This is a cross-sectional study of 306 subjects aged 40 years or older who were enrolled into the Veterans Affair Diabetes Trial. Calcified coronary atherosclerosis was assessed using electron beam computed tomography scored by the Agatston method. Clinical parameters, traditional cardiovascular risk factors and plasma levels of CRP, IL-6 and Lp-PLA2 were measured at the time of the scan. Coronary artery calcium scores (CAC) increased stepwise across increasing categories of IL-6, but did not change across increasing categories of CRP and Lp-PLA2. After adjustment for traditional cardiovascular risk factors, IL-6 was significantly associated with CAC scores (p= 0.05). The association between IL-6 and CAC was largely in those with lower (below the median) abdominal artery calcium (AAC) levels (p= 0.03).
Despite a generally higher level of systemic inflammation in T2DM, the inflammatory marker IL-6 remained significantly associated with CAC score, particularly in those subjects with lower AAC scores.

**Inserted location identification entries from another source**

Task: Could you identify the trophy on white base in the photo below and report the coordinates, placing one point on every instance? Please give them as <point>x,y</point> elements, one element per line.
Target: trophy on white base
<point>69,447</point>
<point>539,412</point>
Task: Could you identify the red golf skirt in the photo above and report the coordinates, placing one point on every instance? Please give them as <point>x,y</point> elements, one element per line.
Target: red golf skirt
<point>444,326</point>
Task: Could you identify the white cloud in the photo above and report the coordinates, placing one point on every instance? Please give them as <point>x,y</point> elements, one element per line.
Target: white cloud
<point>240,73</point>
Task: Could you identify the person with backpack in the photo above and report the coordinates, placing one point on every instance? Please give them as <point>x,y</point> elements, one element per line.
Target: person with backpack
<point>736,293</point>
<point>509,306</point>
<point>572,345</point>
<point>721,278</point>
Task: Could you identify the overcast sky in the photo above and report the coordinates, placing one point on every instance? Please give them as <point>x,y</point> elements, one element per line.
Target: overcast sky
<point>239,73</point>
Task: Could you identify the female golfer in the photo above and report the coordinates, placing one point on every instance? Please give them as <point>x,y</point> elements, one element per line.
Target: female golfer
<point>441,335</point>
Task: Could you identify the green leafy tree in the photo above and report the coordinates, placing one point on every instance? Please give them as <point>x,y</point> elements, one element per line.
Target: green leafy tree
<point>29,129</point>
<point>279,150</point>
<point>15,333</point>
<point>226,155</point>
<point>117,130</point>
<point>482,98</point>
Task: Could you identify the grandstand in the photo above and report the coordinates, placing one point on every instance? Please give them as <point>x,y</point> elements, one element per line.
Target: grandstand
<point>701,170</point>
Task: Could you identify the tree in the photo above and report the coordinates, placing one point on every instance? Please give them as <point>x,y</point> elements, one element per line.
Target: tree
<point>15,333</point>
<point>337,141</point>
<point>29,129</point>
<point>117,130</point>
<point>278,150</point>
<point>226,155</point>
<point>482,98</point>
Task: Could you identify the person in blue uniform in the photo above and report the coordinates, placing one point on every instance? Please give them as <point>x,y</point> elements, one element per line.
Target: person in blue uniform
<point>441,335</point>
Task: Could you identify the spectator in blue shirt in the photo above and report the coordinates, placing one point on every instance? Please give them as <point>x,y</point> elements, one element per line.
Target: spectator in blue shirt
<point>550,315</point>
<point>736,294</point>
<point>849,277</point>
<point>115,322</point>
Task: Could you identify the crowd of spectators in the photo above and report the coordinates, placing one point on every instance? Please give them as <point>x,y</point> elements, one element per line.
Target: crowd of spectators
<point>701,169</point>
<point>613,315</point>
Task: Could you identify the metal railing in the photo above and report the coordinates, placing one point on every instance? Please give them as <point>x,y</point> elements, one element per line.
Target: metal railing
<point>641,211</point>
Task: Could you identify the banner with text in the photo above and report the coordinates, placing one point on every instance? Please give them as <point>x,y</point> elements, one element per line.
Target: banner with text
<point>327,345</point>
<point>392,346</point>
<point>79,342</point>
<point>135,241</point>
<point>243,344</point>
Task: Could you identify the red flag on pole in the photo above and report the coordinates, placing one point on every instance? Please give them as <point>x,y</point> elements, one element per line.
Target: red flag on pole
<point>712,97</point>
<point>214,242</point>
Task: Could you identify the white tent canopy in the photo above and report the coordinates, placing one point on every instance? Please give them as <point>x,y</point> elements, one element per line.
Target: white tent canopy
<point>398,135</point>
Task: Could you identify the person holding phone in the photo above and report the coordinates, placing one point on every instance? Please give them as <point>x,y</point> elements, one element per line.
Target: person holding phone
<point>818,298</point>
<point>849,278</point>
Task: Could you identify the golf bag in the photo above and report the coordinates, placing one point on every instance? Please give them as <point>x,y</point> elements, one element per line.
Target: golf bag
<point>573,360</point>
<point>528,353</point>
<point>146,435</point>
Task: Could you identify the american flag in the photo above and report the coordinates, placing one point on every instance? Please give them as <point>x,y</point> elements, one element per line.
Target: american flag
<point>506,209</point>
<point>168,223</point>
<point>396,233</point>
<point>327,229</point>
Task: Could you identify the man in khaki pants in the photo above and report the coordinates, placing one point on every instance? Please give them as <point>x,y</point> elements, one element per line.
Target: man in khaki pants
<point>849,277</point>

Mounting evidence supports the contribution of inflammation to the pathophysiology of atherosclerosis. In fact, there has been remarkable consistency in the relationship between inflammatory markers and cardiovascular disease (CVD) in numerous population-based studies. Inflammatory markers such as high sensitivity CRP (CRP)[1,2], interleukin-6 (IL-6), lipoprotein-associated phospholipase A2 (Lp-PLA2), and white blood cells [4,5] are increased in individuals with CVD, and elevated levels of these markers frequently precede the development of CVD[1–7]. While type 2 diabetes (T2DM) has frequently been referred to as a chronic inflammatory state, and increased levels of markers of systemic inflammation have been consistently reported in individuals with diabetes, when compared to those without diabetes, most studies of inflammatory markers and CVD have been conducted in populations with a low prevalence of T2DM. There are few studies conducted within diabetes cohorts, and the results are not conclusive[9–13].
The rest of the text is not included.